The open weight women are entering Easterns undefeated in the Ivy League, and on a 10-race winning streak. Even so, many of the Tigers' wins this season were close races and they do not expect an easy day.
They will race against Dartmouth, Syracuse, Boston, and Penn in the qualifying round, all teams that Princeton has beaten handily in the past.
Head coach Lori Dauphiny is not making any assumptions. "The Eastern Sprints Championship is always a challenge," she said. "The racing will be extremely competitive. Some of the top crews in the country are in our league."
As for which teams in particular the Tigers are gunning for, the same names come to everyone's minds. Radcliffe, the defending national champion, will be looking to hold onto its title. The Tigers raced the Crimson early in April, winning by two seconds.

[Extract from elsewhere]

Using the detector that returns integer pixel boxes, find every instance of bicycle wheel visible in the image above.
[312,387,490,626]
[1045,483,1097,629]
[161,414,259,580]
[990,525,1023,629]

In women's crew, three to four seconds usually constitutes a boat length so this was a solid, but not dominating lead.
Dauphiny also included Yale and Brown in her list of teams to beat in the Varsity Eight event, being careful to mention that you can't count anyone out.
The Tigers faced Brown in the first race of their season. It was a close matchup then, and, given the way both teams have improved over the season, it should be one to watch this coming weekend.
Yale nearly stole the Eisenberg Cup from the Tigers on Lake Carnegie back on April 17. The teams split four races that day, but Princeton won the final running to take the cup. The Varsity Eight won the decisive race by more than three seconds, or about an entire boat length.
The women's novice boat also enters the Sprints undefeated after a dominating regular season. The Tigers need a win to qualify for the NCAA Championships, an amazing feat for a team that includes women that had never rowed before coming to Princeton. The team will race against Penn, Northeastern, Dartmouth, and Rutgers in the qualifying round.

Women's lightweight crew, the defending national champion, enters the weekend with a strong current of momentum behind it and near-perfect record on the regular season.
Once again, the team's most dangerous rival is Radcliffe. The Tigers lost to the Crimson late in April by a narrow margin of just over one second. Princeton had taken down Radcliffe only one week earlier, when they won their second Knecht Cup in a row. This weekend promises to be a similarly close race.
The lightweight women do not compete in a qualifying round, and will race against Radcliffe, Wisconsin, and Georgetown in their final and only race. Wisconsin came in right behind Princeton and Radcliffe at the Knecht Cup and is a definite competitor for the invitation to the NCAAs.
The men's heavyweight and lightweight teams will be training this weekend at home for their own Sprints Championships on the 16th. Many of them will travel to Cooper River to cheer the women in their quest for victory.